IT’S easy to love a dog.
What could be better than to be greeted with passionate ecstasy, even if you’ve only been away for two minutes? How lovely to be adored, always and unconditionally; and by a companion who never criticises or argues, and who doesn’t even notice when you’ve had a bad hair day.
According to a new study, pet ownership among single people is on the rise. In the US it rose up by 10% between 2006 and 2011. And that is likely to be mirrored on this side of the Atlantic.
But what happens when two become three? How does an adored pooch react when a love rival moves in? It can’t be easy to have a man ousting you from the couch; chucking you out of the bed, or getting in the way every time you want a cuddle.
According to dog trainer Rachel Meadows, it’s all about preparation. “Most dogs accept a new system,” she says. “But they won’t if all the attention they’ve been used to goes away. If, because of the new relationship they are getting less walks, less hugs, and less stimulation, they will find other ways to release their boredom, and that can come across as a behaviour problem.
“If a boyfriend moving in means that the dog won’t be allowed on the sofa anymore, you have to teach the dog new rules in advance, but make it a game. Make it fun to get him off the sofa, and reward him, rather than force him.”
Lizzie Broekhoven, 19, is crazy about dogs. So much so that she’s making a career of them, and is currently doing a college course in dog care. She has owned her terrier, Bauer, since she was 13.
“He sleeps on the end of my bed,” she says, “and he comes everywhere with me. He’s my baby.” Lizzie lives at home, and the family own another dog, too: a teacup chihuahua called Poppy.

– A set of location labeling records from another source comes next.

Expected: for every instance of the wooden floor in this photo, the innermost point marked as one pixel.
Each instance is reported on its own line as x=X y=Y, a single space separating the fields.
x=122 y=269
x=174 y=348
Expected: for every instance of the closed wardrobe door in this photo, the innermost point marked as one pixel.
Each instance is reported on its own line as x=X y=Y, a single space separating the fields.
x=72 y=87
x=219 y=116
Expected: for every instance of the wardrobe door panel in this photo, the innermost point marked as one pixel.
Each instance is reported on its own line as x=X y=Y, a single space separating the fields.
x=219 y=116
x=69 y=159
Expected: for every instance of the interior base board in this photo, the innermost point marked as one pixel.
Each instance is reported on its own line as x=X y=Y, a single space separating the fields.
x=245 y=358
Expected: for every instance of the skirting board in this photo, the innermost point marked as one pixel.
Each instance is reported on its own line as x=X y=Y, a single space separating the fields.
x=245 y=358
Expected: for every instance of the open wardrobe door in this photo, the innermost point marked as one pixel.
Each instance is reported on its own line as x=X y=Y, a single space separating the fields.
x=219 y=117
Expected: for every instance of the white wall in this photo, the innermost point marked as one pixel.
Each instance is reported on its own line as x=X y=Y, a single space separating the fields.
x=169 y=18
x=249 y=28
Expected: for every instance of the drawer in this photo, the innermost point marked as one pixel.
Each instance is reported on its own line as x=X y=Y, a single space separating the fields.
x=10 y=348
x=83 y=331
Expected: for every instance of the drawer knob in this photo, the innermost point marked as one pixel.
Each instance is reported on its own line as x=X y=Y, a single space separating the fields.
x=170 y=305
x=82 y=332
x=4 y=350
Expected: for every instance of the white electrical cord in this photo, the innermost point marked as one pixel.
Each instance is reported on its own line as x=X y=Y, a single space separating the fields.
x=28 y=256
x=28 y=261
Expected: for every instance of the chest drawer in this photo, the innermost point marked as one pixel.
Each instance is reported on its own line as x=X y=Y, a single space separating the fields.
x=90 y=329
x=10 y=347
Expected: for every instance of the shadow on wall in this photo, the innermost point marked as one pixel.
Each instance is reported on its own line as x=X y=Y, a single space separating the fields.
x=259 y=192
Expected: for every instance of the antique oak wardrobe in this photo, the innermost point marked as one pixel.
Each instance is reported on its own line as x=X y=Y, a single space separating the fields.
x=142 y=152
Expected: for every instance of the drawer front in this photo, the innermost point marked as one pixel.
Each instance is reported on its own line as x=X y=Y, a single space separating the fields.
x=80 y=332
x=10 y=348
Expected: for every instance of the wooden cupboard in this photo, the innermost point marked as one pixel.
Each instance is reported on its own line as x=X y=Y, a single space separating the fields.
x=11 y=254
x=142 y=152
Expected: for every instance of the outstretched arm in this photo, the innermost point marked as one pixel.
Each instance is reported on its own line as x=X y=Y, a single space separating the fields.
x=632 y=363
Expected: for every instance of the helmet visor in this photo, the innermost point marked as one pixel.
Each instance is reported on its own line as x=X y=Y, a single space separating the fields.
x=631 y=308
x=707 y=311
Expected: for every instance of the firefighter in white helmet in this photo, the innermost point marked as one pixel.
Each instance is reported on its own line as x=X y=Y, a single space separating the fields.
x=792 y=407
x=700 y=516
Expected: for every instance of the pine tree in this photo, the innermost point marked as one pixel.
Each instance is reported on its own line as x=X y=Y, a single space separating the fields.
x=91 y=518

Eighteen months ago, Lizzie met Chris, who often stays over. “He’s OK with Bauer sharing the bed,” she says, “because he keeps to the end of it. But if Bauer knows Chris is around, he scratches his face in the morning, and scratches on the door, because he knows Chris will get up. That annoys Chris, because I won’t wake up.”
Does he get jealous of the dog? “Well he’s always saying, ‘you kiss that dog more than you kiss me’. He thinks I indulge Bauer too much. If you pet him for a while, he starts scratching your face. I think that’s cute, and I continue to pet him. He says I shouldn’t do that. He says it’s crazy.”
Bauer is the owner of several beautiful collars. Lizzie’s favourite is a Newbridge model, and she loves putting him into a bandana, too. But she draws the line at clothes. “He was given a T-shirt for Christmas, but I’d never make him wear that,” she sa ys.
Who does she love the most? “I love Chris to bits. I have a goddaughter and she’s up there too.” She pauses. “But Bauer would have to be number one.”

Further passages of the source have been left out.